The past few weeks I’ve been chipping away at Robert Letham’s The Holy Trinity: In Scripture, History, Theology, and Worship (P+R, 2004). Its a fantastic book. Letham’s historical overview of the development of the doctrine of Trinity is especially good. He shows how different emphases in the East and West have led toward different challenges. In the West, starting with Augustine and furthered with Aquinas, the emphasis has been on the one divine essence, with the three persons calling for explanation. The recurrent danger has been modalism. In the East, starting with the Cappadocian Fathers and furthered with John of Damascus, the emphasis has been on the three persons, with the unity of God calling for explanation. The recurrent danger has been subordinationism (since the Father is often centralized in the way the divine essence is in the West). In other words, in the West, the order of thought has tended to be 1 –> 3; in the East, 3 –> 1.

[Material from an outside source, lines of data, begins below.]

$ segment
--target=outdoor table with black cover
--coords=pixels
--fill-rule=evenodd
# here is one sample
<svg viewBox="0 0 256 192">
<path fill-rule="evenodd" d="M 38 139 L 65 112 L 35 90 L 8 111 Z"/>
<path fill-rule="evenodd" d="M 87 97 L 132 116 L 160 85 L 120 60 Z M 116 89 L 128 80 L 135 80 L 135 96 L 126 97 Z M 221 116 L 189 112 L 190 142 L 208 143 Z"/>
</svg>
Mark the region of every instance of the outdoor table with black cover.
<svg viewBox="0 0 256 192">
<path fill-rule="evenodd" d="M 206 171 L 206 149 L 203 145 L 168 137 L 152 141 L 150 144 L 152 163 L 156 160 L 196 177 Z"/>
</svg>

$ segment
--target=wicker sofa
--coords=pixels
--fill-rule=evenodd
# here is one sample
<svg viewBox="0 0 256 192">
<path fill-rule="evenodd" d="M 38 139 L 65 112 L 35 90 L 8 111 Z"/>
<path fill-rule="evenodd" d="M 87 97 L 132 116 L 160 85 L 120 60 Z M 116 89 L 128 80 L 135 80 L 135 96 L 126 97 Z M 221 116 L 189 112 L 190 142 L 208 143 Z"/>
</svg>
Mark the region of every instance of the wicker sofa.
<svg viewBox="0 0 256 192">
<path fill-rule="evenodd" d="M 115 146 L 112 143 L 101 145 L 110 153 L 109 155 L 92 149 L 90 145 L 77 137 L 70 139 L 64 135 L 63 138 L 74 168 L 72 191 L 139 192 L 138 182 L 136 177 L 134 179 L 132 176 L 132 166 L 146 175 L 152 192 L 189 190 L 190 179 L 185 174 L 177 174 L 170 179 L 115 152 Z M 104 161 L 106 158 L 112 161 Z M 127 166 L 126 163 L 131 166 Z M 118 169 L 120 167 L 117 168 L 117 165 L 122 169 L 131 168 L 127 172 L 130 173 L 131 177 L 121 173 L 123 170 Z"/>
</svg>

In light of these different emphases, and the inherent tension of preserving a simultaneous focus upon the threeness and oneness of God, I found this statement by Gregory of Nazianzus (quoted with delight by Calvin in the Institutes) to be very helpful. Letham refers to it several times in the book:
“No sooner do I conceive of the one than I am illumined by the splendor of the three; no sooner do I distinguish them than I am carried back to the one. When I think of any one of the three I think of him as the whole, and my eyes are filled, and the greater part of what I am thinking of escapes me. I cannot grasp the greatness of that one so as to attribute a greater greatness to the rest. When I contemplate the three together, I see but one torch, and cannot divide or measure out the undivided light.